Undici giorni per candidarsi a diventare nuovo capo dei vigili di Milano. Il Comune ha lanciato ieri il bando pubblico per scegliere il comandante della polizia locale, il tempo per presentare il curriculum scade già il 17 e diciamo subito che secondo i rumors Antonio Barbaro, in carica, veleggerebbe verso la riconferma. Era subentrato a fine gennaio a Tullio Mastrangelo e il suo contratto scade ufficialmente il 21 ottobre quindi entro quella data il sindaco darà la sua scelta. Non è l'unica casella da coprire. Il bando pubblicato ieri nella sezione «selezione di personale» mette a disposizione altre posizioni dirigenziali. Sala deve nominare il responsabile alla Pianificazione e programmazione Mobilità, un altro dirigente a supporto del comandante della polizia locale, uno nel settore Economia urbana e lavoro, alla Divisione Sistemi Informativi, alla Direzione Cultura, all'Area Bonifiche e all'area Gara opere pubbliche.
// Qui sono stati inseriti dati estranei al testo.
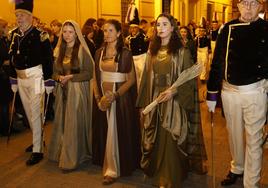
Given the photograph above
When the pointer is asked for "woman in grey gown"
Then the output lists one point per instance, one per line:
(73, 69)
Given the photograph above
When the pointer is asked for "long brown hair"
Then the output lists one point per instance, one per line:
(74, 58)
(120, 40)
(174, 42)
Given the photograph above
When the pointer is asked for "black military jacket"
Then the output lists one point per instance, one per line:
(31, 49)
(241, 54)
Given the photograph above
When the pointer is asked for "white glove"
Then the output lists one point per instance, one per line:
(49, 86)
(14, 84)
(211, 105)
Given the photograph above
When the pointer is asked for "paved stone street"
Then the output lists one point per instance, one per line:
(14, 172)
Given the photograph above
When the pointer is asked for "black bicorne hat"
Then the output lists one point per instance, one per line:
(24, 5)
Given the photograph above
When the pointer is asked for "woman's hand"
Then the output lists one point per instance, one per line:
(166, 95)
(64, 79)
(104, 103)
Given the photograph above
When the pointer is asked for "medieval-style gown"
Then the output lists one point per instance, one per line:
(172, 140)
(71, 137)
(116, 132)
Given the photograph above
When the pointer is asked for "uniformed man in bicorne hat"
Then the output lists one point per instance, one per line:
(138, 44)
(240, 64)
(31, 56)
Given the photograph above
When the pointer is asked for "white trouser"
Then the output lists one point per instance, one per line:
(31, 90)
(245, 108)
(202, 57)
(139, 62)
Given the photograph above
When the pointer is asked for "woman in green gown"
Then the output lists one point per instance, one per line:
(172, 140)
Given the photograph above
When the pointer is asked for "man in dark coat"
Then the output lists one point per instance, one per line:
(31, 56)
(240, 64)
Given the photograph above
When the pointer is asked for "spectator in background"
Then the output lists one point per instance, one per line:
(98, 32)
(144, 26)
(55, 26)
(188, 41)
(5, 92)
(88, 34)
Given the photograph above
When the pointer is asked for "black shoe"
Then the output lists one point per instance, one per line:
(34, 159)
(29, 148)
(231, 179)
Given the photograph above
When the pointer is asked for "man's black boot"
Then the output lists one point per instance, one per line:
(30, 148)
(34, 159)
(231, 179)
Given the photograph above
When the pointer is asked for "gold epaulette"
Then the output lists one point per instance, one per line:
(44, 36)
(9, 35)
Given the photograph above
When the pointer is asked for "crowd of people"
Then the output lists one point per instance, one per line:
(104, 74)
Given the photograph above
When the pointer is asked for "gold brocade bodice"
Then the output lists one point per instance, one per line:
(162, 68)
(67, 61)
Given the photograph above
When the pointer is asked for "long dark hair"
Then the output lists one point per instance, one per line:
(174, 42)
(189, 34)
(120, 40)
(74, 58)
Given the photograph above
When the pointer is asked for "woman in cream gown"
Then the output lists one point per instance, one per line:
(116, 134)
(71, 141)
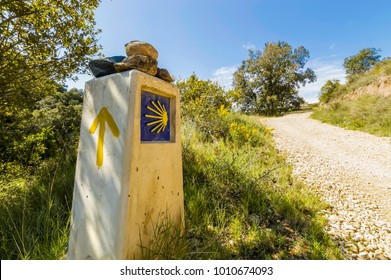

Il sindaco ha lanciato la caccia all'esterno della struttura comunale anche per il nuovo responsabile del settore internazionali. In questo caso il bando pubblico è quasi agli sgoccioli, è partito il 30 settembre e ci chiude già il 10 ottobre. Tra parte fissa e variabile, lo stipendio si aggirerà intorno ai 106mila euro all'anno. Sostanzioso (55mia euro per 27 mesi di avoro) anche il contratto di collaborazione offerto per il ruolo di Project Administrator presso la direzione centrale Lavoro. La persona scelta dovrà seguire il progetto «Sharing Cities» finanziato dalla Commissione Europea. Il piano prevede la trasformazione del distretto Porta Romana/Vettabbia in un quartiere a energia «quasi zero».